Include all files in a directory?

How c开发者_高级运维an one achieve what the following code is trying to do?

#include "dir/*"

In Bash:

HEADER=all_headers.h
echo "#ifndef __ALL_HEADERS__" > $HEADER
echo "#define __ALL_HEADERS__" >> $HEADER
for file in dir/*.h
do
    echo "#include <$file>" >> $HEADER
done
echo "#endif" >> $HEADER

You can't, without running a script beforehand that generates all #include statements.

The preprocessor can only handle one file per #include statement, so it requires an actual #include for every single file you wish to be included in preprocessing.

One way to achieve that is to write a convenience header that includes all the headers you want.
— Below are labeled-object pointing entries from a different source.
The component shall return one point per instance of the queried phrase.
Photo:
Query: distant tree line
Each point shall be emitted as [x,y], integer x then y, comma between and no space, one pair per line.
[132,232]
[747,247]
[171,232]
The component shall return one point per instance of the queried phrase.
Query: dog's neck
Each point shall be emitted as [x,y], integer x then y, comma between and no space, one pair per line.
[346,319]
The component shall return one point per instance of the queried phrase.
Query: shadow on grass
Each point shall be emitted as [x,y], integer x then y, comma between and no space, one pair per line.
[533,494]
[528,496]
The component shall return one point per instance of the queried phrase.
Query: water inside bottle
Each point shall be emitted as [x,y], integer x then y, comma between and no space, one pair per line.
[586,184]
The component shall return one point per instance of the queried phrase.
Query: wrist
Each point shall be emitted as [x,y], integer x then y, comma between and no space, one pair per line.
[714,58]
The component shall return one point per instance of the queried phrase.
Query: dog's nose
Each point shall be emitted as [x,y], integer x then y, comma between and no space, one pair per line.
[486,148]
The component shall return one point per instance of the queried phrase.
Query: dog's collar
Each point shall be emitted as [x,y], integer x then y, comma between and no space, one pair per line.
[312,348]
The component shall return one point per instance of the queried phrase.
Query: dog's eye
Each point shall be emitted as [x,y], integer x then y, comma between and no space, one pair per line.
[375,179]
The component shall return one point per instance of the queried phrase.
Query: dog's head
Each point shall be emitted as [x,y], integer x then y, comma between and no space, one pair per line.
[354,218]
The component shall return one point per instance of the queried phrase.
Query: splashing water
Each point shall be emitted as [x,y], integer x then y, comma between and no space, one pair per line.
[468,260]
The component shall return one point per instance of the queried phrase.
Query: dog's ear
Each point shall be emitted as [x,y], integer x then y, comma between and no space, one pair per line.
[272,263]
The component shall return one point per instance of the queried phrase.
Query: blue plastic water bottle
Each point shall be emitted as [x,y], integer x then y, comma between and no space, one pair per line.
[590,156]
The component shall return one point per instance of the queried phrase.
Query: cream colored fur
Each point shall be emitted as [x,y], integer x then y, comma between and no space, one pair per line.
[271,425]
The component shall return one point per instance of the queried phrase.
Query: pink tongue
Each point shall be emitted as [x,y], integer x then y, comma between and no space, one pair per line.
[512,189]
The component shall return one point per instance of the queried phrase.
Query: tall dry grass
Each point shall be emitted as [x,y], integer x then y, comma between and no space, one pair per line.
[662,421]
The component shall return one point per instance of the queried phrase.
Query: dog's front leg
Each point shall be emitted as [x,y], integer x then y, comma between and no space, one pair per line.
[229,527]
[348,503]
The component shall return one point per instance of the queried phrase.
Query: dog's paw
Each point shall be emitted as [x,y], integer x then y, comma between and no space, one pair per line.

Keep in mind that including headers you will not use may unnecessarily increase compilation time.

Look at how Boost does this for, say, utility.hpp.

$ cat /usr/include/boost/utility.hpp
//  Boost utility.hpp header file  -------------------------------------------//
<snip>
#ifndef BOOST_UTILITY_HPP
#define BOOST_UTILITY_HPP

#include <boost/utility/addressof.hpp>
#include <boost/utility/base_from_member.hpp>
#include <boost/utility/enable_if.hpp>
#include <boost/checked_delete.hpp>
#include <boost/next_prior.hpp>
#include <boost/noncopyable.hpp>

#endif  // BOOST_UTILITY_HPP

Now you can just use #include <boost/utility.hpp>.